Берег Иртыша в Тобольске был как попало загромождён строениями пристаней и привычно завален хламом. Длинные дощатые причалы на сваях, перекосившиеся бревенчатые ряжи, амбары на столбах – на время половодья, плотбища с недоделанными барками, груды брёвен, старые ветхие струги с дырами в днищах, раздавленные бочки, сломанные тележные колёса, лодки, затоптанные вымостки, лужи грязи.
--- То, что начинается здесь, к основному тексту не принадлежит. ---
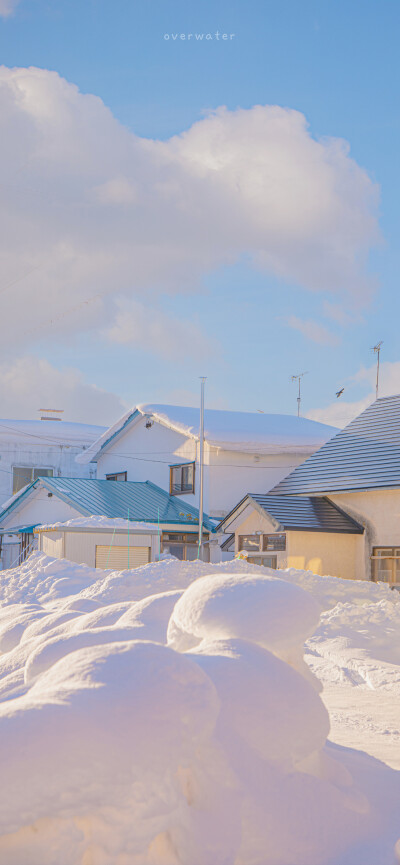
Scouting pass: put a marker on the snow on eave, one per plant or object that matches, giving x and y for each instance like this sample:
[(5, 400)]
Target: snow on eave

На воде у берега теснились, вздёрнув тонкие мачты, зачаленные дощаники, тихо колыхались тяжёлые плоты, мелкие волны толкались в борта затонувших и брошенных судов.

В городе звонили колокола, а на берегу гомонила толпа. Тоболяки, щурясь, смотрели на белые паруса губернаторской флотилии, посмеивались, лузгали кедровые орешки и ожидали зрелища. Под ногами у людей шныряли собаки. Распихивая народ, с лотками на груди сновали и весело покрикивали продавцы пирожков. Какой-то пьяный мужик, мыча, порывался плясать. Под шумок парень прижимался к девке и тискал ей зад. Вор осторожно срезал кошелёк с пояса посадского ротозея. Мальчишки за амбаром сражались на палках и вопили друг на друга. Лошади равнодушно щипали бурьян.

Два монаха бок о бок сидели на перевёрнутой лодке.

– Слух бежит, что Гагарин княже щедрый, – негромко говорил один. – В Верхотурье вклад дал в Никольский монастырь – на образ ризу в полпуда серебра. Авось и нам перепадёт.

– Хоть бы игумен попросил крышу на кельях перекрыть, – вздохнул второй монах. – Ещё одна хвороба – и меня на погост снесут.

На самом чистом месте берега, где грязь наскоро перекрыли свежим дощатым настилом, переминались дьяки, подьячие и писари Приказной палаты. Среди них стояли обер-комендант Карп Изотович Бибиков и два полковника – Васька Чередов и Афанасий Матигоров. Бибиков, робкий душою, страшно волновался, вытирал лоб большим цветастым платком, то снимал, то надевал шляпу, махал на себя ладонями, обдувая.